Recipes
Moroccan chicken pastilla
Servings
8 portions
Cooking
80 minutes
Ingredients
- 1 pinch of saffron
- 1/2 tsp black pepper
- 1 tsp turmeric
- 1 tsp ground ginger
- 1 tsp cinnamon
- 1 tsp salt
- 2 red onions, chopped
- 2 tbsp olive oil
- 3 lbs chicken pieces
- 1 bunch of parsley, chopped
- 1 tbsp butter
- 1 cup water
- 6 eggs
- 2 cups blanched and fried almonds
- 3/4 tsp cinnamon (for almond mixture)
- 5 tbsp powdered sugar
- 2 tbsp orange blossom water
- 8 Au Pain Doré Rustic Mini Loaves
- Powdered sugar (for garnish)
- Cinnamon (for garnish)
Preparation
- Preheat the oven to 350°F.
- In a bowl, mix the saffron, pepper, turmeric, ginger, cinnamon, and salt. Set aside.

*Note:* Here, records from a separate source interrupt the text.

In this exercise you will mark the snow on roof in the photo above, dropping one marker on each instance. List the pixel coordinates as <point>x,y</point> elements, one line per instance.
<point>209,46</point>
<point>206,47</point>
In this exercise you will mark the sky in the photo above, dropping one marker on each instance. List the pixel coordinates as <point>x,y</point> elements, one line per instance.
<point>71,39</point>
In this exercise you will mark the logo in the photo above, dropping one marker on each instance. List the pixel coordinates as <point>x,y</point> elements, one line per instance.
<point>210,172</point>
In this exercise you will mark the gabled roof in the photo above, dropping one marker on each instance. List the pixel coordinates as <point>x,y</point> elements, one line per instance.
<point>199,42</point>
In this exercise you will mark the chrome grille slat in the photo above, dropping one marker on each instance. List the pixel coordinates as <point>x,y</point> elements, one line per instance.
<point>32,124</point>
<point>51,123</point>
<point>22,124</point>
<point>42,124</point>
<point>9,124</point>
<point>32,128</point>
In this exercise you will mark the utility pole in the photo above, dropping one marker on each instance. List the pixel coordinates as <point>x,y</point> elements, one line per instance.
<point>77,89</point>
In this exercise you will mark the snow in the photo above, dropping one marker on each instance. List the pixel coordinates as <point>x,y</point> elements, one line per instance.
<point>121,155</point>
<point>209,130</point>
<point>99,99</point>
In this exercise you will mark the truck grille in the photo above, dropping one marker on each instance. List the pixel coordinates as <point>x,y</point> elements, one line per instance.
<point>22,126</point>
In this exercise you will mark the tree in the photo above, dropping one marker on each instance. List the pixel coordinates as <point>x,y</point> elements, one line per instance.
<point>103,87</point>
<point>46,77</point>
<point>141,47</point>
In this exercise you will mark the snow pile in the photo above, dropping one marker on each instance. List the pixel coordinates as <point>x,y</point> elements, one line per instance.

- In a saucepan, sauté the onions with olive oil.
- Add the chicken, parsley, butter, spice mixture, and water. Cook for 3-5 minutes while stirring.
- Cover the pan and let it cook for about 25 minutes.
- Using a spoon or slotted spoon, remove the chicken from the mixture and place it in a bowl. Set aside.
- In the same pan, add the eggs to the remaining sauce and whisk until the eggs are cooked.
- In a food processor, mix the almonds, cinnamon, powdered sugar, and orange blossom water.
- Shred the chicken.
- Using a serrated knife, cut the top of the bread roll, angling the knife towards the center.
- Using the knife or your hands, remove the crumb inside the bread roll.
- In your mini bread roll bowl, place the egg mixture, then the chicken, and finally the almond mixture.
- Place the stuffed rolls on a baking sheet and bake for about 20-30 minutes.
- Decorate your mini bread roll with powdered sugar and cinnamon.